Accident Trends in France: A prediction based on historical data

Hira Sadiq
6 min readSep 8, 2023

--

So far, data cleaning and exploratory data analysis (EDA) have been discussed in blogs by Saba Firdous and Fareeha Saleem. From which we’ve gathered some pretty interesting insights about the data. Now that we have all the necessary analytics and insights, it is time to present our Null hypothesis and it’s alternate hypothesis.

Null and Alternate hypothesis testing

In statistical hypothesis testing, the null hypothesis (H0) and the alternative hypothesis (H1 or Ha) are two fundamental concepts that help researchers draw conclusions based on data. These hypotheses are used to assess whether there is a significant effect or relationship between variables in a statistical study. Here’s an explanation of each:

Null Hypothesis (H0):

  • The null hypothesis represents the default or status quo assumption in a statistical test.
  • It states that there is no significant effect, relationship, or difference between groups or variables being studied.

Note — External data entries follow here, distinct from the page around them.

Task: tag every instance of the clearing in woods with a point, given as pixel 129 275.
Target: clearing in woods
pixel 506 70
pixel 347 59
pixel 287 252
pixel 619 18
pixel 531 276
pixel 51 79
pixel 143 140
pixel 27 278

Alternative Hypothesis (H1):

  • The alternative hypothesis represents the opposite of the null hypothesis.
  • It asserts that there is a significant effect, relationship, or difference between groups or variables.

In our study, we have asserted the null hypothesis that the number of accidents has remained constant or that there hasn’t been significant change in the number over the years. This foundational assumption serves as the basis against which we will test any observed changes or variations in accident data. By positing that there has been no significant alteration in the accident rates, we aim to rigorously assess the validity of this hypothesis through statistical analysis and empirical evidence.

In order to assess the relationship between the variables “Year of Accident” and “Number of Accidents,” we employed a series of steps. The code is given below:

import pandas as pd
import numpy as np
import statsmodels.api as sm

Years = [2016, 2015, 2014, 2013, 2012, 2011, 2010, 2009, 2008, 2007, 2006, 2005]
Accidents_in_each_year = [53414, 58569, 60322, 58482, 59448, 65461, 69529, 73018, 77771, 80004, 73750, 74164]

# Create a DataFrame
data = {'Year': Years, 'Accidents': Accidents_in_each_year}
df = pd.DataFrame(data)

# Add a constant term to the independent variable (Year)
X = sm.add_constant(df['Year'])

# Fit a linear regression model
model = sm.OLS(df['Accidents'], X).fit()

# Print the regression summary
print(model.summary())

Results

The results representation of the above code is shown in the image below.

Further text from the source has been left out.